Chapters 61-62 Summary
Now living with Florence and Walter, Mr. Dombey sinks deeper into his illness. While he recognizes people and names, his mind wanders back into time. Sometimes he thinks that Paul has just died, and he often asks where Florence is. He thinks back to the night when Florence left and mentally counts the steps she took on the stairs. He wants to see Susan, who is in service to Florence as before. Mr. Dombey tells her that the night that she came to speak to him of Florence’s devotion, she was right. He tells Walter that he is glad that he will look after Florence after he himself is dead. Florence sings him the song that she used to sing to Paul, but he stops her, unable to bear it. The next evening, however, he asks her to repeat it.
Walter tells Florence that a gentleman wants to speak to her. She is at first fearful, but Walter reassures her. It is Cousin Feenix, who (after much rambling) tells her that he wants her to go with him to see someone, although he will not say whom. Walter reassures her and goes with them.

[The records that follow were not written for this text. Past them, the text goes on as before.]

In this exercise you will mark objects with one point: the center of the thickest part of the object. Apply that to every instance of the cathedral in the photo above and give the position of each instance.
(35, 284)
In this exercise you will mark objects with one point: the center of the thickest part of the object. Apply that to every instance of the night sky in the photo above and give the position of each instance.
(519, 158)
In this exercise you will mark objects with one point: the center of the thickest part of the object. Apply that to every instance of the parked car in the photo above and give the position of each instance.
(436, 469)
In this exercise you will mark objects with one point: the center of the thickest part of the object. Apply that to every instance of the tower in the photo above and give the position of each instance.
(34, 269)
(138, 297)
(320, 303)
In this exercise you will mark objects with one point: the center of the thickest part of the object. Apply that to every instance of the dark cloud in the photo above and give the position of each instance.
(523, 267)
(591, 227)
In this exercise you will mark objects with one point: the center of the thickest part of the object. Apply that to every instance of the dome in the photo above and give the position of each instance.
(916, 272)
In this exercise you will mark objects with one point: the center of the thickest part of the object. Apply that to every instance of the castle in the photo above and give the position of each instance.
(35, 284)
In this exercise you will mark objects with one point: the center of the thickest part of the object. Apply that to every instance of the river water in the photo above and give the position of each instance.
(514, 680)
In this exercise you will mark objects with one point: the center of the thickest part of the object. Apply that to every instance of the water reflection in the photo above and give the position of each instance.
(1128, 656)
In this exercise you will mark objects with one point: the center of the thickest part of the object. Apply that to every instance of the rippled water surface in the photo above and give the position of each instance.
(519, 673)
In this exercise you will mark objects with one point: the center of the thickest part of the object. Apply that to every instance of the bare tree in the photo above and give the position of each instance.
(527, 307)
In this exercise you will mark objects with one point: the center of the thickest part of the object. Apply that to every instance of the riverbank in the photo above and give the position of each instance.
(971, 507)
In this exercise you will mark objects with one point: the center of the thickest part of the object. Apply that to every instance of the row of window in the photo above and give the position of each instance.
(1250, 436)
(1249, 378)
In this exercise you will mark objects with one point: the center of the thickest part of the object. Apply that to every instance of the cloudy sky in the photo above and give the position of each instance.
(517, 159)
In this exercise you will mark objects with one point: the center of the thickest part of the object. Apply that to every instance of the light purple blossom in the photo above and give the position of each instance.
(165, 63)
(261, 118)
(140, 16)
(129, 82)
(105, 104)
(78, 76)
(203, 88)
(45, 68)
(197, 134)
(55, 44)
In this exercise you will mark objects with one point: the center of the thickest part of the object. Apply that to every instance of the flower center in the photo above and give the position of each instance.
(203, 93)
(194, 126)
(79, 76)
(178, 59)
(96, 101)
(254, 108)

Florence is unsettled when they drive up to Edith’s home. When she enters, she finds Edith unchanged. Edith tells Florence that, although she is guilty of much, she did not commit adultery with James Carker. Florence begs her to come see her father, who is ill and has been humbled. Edith says that she cannot do that, even to ask for forgiveness. She tells Florence that she loves her but that they will never meet again. Cousin Feenix regrets that this interview did not turn out peacefully for Florence.
Mr. Dombey (now recovered from his illness), Captain Cuttle, and Sol Gills decide that it is time to drink that last bottle of Madeira. They drink to the health of Walter and Florence. Captain Cuttle and Sol have gone into business together, renaming the shop “Gills and Cuttle,” although there is no more business than before.
Mr. Toots arrives to announce that Susan has given birth to a baby girl. Over time, Florence also gives birth to a girl who is the joy of Mr. Dombey’s heart. He is glad that little Paul is strong, unlike his namesake. He is especially careful that little Florence should never feel left out, although she often asks why he cries when he kisses her. Mr. Dombey and his two grandchildren, along with old Diogenes, are often seen walking along the beach together.